The New Zealand women’s eight has returned to Cambridge as the country’s first women’s eight crew to earn gold at the World Rowing Champs.
They’re now back training at Lake Karapiro, spending the coming season preparing for selection to the New Zealand Olympic Rowing team so that they can race the boat they qualified for Tokyo during the world championships in Austria.
“It was definitely tough because it was an Olympic qualification regatta, which means only five boats qualify, that was probably the most special thing for us,” said Lucy Spoors. “We definitely had a sense of confidence, after our earlier regattas in the year – getting at win at World Cup number three in Rotterdam, so we knew what we could achieve and had confidence under pressure.”

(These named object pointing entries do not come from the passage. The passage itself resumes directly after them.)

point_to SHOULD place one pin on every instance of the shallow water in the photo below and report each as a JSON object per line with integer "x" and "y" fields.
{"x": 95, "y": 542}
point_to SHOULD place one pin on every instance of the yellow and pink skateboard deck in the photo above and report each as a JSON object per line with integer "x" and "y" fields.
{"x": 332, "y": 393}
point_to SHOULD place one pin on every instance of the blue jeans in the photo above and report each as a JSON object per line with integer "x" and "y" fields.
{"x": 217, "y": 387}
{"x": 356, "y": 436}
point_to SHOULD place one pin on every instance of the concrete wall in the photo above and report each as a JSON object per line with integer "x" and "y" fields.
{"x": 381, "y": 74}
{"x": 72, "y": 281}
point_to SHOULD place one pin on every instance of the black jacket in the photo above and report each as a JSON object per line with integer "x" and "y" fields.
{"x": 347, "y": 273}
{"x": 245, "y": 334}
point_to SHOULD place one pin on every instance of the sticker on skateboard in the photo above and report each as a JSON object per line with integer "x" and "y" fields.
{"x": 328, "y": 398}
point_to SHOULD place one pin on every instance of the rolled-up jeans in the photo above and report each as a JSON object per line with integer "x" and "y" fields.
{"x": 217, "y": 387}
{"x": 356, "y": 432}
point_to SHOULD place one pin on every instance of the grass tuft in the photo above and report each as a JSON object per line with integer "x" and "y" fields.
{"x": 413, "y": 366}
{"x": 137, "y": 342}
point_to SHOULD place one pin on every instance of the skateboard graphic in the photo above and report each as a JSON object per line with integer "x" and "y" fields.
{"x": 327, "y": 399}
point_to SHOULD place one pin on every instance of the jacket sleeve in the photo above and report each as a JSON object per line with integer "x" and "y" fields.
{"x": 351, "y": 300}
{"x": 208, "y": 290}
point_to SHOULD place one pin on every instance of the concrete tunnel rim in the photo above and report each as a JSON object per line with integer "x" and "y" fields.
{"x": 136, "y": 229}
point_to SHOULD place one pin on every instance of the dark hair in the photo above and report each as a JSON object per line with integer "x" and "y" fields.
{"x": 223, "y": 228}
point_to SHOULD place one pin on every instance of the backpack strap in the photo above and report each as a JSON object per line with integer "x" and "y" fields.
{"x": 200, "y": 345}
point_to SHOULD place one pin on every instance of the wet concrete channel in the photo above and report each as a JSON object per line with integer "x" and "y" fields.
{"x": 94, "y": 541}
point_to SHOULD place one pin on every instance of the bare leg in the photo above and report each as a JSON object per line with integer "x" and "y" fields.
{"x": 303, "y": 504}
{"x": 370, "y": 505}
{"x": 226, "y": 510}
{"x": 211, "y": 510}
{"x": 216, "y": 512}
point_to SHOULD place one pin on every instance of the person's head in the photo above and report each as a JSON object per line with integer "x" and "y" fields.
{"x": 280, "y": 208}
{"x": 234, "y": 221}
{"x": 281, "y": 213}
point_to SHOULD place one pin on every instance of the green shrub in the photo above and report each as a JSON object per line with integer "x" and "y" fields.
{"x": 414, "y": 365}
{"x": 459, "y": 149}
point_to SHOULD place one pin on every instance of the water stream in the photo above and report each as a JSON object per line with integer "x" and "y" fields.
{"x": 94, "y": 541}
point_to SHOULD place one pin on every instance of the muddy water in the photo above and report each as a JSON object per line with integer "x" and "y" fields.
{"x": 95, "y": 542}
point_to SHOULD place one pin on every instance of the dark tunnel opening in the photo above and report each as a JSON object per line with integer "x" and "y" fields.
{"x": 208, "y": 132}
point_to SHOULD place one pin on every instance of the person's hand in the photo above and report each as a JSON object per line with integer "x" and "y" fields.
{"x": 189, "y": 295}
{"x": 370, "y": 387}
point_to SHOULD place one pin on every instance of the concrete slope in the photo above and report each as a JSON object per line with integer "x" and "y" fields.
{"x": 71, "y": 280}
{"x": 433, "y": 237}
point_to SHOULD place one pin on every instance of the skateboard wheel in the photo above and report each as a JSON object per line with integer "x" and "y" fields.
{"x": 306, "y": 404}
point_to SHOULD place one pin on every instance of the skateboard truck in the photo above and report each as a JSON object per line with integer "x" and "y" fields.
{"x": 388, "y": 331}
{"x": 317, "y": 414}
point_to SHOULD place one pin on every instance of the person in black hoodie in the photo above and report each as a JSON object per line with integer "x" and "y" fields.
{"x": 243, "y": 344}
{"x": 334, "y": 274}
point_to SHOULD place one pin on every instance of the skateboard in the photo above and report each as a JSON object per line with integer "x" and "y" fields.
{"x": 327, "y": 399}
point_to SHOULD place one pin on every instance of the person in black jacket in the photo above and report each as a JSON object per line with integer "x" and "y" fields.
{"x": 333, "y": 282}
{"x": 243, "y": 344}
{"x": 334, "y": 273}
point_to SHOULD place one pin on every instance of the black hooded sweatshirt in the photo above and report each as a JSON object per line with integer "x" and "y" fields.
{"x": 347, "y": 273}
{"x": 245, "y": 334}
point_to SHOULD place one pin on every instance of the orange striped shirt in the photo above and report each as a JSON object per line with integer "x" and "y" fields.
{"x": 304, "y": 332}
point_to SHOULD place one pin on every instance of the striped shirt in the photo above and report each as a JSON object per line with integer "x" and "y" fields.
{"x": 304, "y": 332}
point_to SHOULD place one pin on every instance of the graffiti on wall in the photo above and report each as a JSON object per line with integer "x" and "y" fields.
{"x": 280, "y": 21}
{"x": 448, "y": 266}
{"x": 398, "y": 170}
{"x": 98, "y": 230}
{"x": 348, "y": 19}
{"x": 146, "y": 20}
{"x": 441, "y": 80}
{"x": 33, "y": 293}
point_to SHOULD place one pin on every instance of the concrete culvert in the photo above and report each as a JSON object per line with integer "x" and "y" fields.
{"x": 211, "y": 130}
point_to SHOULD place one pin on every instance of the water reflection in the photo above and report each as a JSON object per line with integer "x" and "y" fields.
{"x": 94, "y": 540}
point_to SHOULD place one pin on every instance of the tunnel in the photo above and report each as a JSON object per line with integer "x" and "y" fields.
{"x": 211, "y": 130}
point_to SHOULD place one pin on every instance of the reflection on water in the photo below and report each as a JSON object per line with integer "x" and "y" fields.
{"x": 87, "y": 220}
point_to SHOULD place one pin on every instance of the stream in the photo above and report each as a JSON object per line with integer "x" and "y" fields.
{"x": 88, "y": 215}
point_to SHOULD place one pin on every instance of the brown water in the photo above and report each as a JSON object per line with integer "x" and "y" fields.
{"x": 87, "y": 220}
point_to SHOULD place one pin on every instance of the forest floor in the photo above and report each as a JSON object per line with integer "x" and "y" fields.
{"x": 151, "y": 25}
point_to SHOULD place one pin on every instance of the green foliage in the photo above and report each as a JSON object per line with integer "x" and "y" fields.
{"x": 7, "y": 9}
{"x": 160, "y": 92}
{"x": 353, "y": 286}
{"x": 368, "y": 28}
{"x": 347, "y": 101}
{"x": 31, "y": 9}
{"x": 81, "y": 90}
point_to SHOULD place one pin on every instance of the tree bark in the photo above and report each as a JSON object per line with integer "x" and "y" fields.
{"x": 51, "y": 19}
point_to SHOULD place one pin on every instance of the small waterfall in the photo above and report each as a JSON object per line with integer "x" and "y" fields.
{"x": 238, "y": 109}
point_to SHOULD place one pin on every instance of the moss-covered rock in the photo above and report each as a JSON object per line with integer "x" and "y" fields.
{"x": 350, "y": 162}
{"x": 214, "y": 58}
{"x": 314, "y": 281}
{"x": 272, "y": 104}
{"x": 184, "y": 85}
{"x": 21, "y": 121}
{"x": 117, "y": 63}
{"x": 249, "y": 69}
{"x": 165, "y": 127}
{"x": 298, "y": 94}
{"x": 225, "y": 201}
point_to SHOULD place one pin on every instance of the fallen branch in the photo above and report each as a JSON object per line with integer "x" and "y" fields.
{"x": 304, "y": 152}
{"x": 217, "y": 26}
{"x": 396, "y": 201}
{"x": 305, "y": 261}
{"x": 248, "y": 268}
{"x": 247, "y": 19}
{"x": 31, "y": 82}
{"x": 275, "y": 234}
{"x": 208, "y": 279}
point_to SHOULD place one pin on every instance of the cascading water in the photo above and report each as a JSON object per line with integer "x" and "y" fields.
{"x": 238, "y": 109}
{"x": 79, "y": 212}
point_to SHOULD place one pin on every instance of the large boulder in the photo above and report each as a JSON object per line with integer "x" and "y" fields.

“We got to tick off that goal of being the first women’s eight from New Zealand to win, so that was quite special,” said Kelsey Bevan. “We’ve been slowly trying to tick things off, we qualified in 2015, got second, and then this year we won the world champs. That was really special because New Zealand has struggled with women’s eights. So, we’ve been slowly trying to develop an eight that can be top of the world, and it’s quite cool to finally have that.”
The NZ women’s pair Kerri Gowler and Grace Prendergast, also on the women’s eight, had two events to contest at the world champs – also winning the women’s pair final. “Having two events, they handled it really well,” said Spoors.
The women’s eight won both their heat and their final at the competition, winning by a narrow margin over Australia.
“We had a good start, but the Australians had started faster than us,” explained coxswain Caleb Shepherd. “They were just in front of us by about a canvas, and we sort of stayed in our boat, stayed on our rhythm through the middle, reached the thousand mark, and then brought it up to finish in the last 600 metres and managed to get past them.”
Despite winning by 2.8 seconds, Shepherd said the win was “tight the whole way” but “finished really well”.
“It’s pretty exciting,” said Shepherd. “It was really cool to think that people have tried before us, and come close a few times, but never quite done it, and for us to finally get there I think is really cool for the country.”
The elite rowers said school age rowers also training on Karapiro were welcome to come up and talk to them about advice or any lingering questions they may have.
“If you’re based in Cambridge just reach out, you can talk to us, we’re here to help,” said Kelsey.
“There’s still room to get faster, and that’s pretty much what we’re doing, training with our wider team and just trying to get faster for the Olympics.”